A finales de los años treinta, en que una de las principales industrias químicas de Japón comenzó a lanzar a la bahía de Minamata catalizadores agotados con residuos de mercurio, hasta que se detectó la primera intoxicación neurológica en un pescador pasaron más de quince años, y tres más hasta que se asoció con el mercurio. Pero no fue hasta 1963, siete años después de diagnosticar los primeros casos, cuando se descubrió el agente etiológico de la enfermedad: el cloruro de metilmercurio.

Los accidentes de Minamata, Seveso, Love Canal en EE UU, Uniser en Holanda, Bhopal o Los Alfaques y Mondéjar no dejan de ser errores casuales que muestran de golpe el precio del desarrollo. El dilema entre elevar el nivel de vida y no asumir los riesgos que comporta surge con toda crudeza cuando ocurre una catástrofe como ahora con la de Bhopal.

En lo que concierne a la legislación española, la seguridad de las instalaciones industriales nocivas está regulada por una ley de 1961. A ella se han sumado reglamentos sobre almacenamiento de sustancias químicas hace cuatro años y varios anexos sobre compuestos específicos. Sólo en lo que afecta a productos como el propano, butano y gasóleo, de uso generalizado por la población, su normativa se considera adecuada.

No sucede lo mismo con el resto de las sustancias igual de indispensables para la vida cotidiana. Se consideran peligrosos todos los derivados del petróleo y la petroquímica, los plásticos, la química orgánica, el caucho, los pesticidas, los curtidos, la farmacia, la galvanoplastia, la minería, pastas celulósicas, textiles, detergentes, eléctricas y electrónica en general.

La Dirección General de Protección Civil, en colaboración con el Ministerio de Industria, Defensa y los institutos de Geología y Meteorología están elaborando un mapa sobre los puntos negros donde se concentran las mayores dosis de riesgos para la población. Al margen de poblaciones evidentes, como Puertollano, Huelva, Tarragona, Cartagena o el gran Bilbao, donde se elaboran y almacenan grandes cantidades de productos tóxicos, este mapa pone en evidencia el enorme riesgo a que están sometidas poblaciones como Segovia, León, Guadalajara, Burgos, o Ulés, en Castellón, por mencionar sólo unos ejemplos.
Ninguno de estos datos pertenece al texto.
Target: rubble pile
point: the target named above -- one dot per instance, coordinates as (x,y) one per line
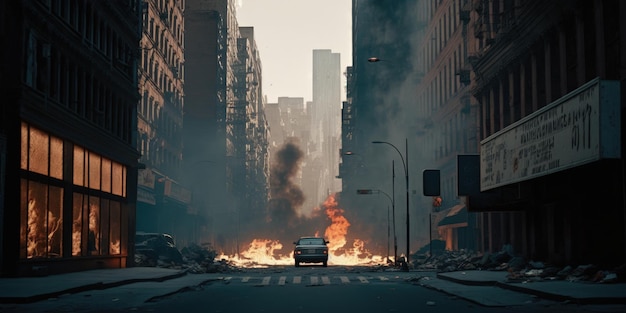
(448,261)
(538,271)
(195,259)
(520,270)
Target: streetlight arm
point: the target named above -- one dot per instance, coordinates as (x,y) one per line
(399,153)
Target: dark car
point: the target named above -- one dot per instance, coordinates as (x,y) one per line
(150,248)
(311,250)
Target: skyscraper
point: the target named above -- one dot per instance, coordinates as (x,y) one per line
(325,114)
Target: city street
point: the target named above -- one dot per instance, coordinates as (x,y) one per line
(304,289)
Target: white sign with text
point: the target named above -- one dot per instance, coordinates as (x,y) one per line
(581,127)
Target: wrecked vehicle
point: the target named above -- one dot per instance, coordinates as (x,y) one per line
(311,250)
(152,249)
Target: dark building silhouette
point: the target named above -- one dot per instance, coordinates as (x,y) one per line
(459,78)
(68,162)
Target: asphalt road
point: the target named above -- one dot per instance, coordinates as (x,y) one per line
(284,289)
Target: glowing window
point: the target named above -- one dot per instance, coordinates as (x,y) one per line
(41,210)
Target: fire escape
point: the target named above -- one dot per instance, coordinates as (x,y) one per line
(236,119)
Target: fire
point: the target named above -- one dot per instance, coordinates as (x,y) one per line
(262,252)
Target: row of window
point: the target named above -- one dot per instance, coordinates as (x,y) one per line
(85,19)
(65,82)
(99,220)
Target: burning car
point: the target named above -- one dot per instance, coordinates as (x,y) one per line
(154,248)
(311,250)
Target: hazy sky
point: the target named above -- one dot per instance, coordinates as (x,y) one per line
(286,33)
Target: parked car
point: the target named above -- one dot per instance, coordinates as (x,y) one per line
(154,247)
(311,250)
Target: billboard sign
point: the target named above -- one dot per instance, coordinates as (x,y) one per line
(581,127)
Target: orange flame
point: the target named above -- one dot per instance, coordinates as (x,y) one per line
(262,251)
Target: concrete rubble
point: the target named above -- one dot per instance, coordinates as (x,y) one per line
(519,269)
(195,259)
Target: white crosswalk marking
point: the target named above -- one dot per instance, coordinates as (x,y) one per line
(314,280)
(266,281)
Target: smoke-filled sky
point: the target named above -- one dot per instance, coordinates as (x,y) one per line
(286,33)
No escapan de este peligro centenares de pequeños talleres de zapatos, en muchos casos clandestinos, desparramados por la zona levantina, donde se manipulan productos altamente nocivos sin que sus dueños ni los operarios tengan noción de las bombas que manejan, como ocurrió con los sprays de Mondéjar.

A 6.000 pesetas el frasco

Técnicos del Instituto Nacional de Seguridad e Higiene en el Trabajo aseguran que los niveles de protección en España se encuentran a la misma altura que los europeos, a cuya reglamentación se están ajustando en estos momentos. El número de accidentes registrado en 1983 en la industria química fue de 15.040, el cuarto lugar en el índice general de los actividades por sectores y el 11 en función de la proporción entre el número de trabajadores del sector por siniestros producidos.
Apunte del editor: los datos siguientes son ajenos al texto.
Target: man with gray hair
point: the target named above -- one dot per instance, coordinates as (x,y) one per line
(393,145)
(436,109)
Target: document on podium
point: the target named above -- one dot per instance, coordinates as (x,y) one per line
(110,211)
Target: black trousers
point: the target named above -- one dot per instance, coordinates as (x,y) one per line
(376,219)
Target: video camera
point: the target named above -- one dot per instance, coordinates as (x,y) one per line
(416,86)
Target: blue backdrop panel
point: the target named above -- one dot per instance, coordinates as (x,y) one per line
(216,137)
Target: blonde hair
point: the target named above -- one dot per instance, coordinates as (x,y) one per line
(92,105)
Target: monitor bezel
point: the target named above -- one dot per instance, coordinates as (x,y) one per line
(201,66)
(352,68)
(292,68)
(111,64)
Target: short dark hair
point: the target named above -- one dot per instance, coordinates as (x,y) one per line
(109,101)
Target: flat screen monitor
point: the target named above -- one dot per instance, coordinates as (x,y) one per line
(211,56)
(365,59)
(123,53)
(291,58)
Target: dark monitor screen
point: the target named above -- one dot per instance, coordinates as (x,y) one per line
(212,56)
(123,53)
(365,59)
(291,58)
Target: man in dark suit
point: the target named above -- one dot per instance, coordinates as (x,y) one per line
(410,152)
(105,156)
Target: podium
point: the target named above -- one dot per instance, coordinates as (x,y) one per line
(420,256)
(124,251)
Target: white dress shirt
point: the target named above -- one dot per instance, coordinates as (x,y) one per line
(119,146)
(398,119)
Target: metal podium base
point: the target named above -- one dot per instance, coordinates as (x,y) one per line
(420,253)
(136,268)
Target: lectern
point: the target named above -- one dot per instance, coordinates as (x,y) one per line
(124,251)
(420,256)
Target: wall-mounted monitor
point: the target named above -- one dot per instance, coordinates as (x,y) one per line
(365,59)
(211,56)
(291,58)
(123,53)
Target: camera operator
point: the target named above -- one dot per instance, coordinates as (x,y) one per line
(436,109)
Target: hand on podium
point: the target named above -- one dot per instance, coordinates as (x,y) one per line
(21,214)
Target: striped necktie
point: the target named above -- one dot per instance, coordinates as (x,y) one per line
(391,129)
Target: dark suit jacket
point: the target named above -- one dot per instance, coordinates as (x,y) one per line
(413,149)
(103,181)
El metilisocianato llega a España importado de Suiza (a través de filiales norteamericanas) y Alemania en frascos de 100 y 500 centímetros cúbicos, a 6.000 y 20.000 pesetas, respectivamente. En esas magnitudes no es capaz de provocar una catástrofe semejante a la de la India. Pero como este producto hay 151, por mencionar sólo los que utiliza la OTAN, la Agencia de Protección Ambiental norteamericana o el Ministerio de Industria y Energía de España.

Las normas españolas de 1961 especifican que las fábricas que los producen o utilizan estén ubicadas a dos kilómetros de aglomeraciones urbanas. Un somero repaso al mapa de estas instalaciones muestra hasta qué punto las ciudades españolas están libres de un riesgo catastrófico. Pero eso es lo de menos, contemplado a distancia. Lo preocupante son los efectos nocivos a corto, medio o largo plazo, de los miles de sustancias que se palpan o ingieren, día a día, con la sensación de que dentro de diez años una entidad americana demuestre que eran cancerígenas o anémicas, como les sucedió a las mujeres de Baracaldo.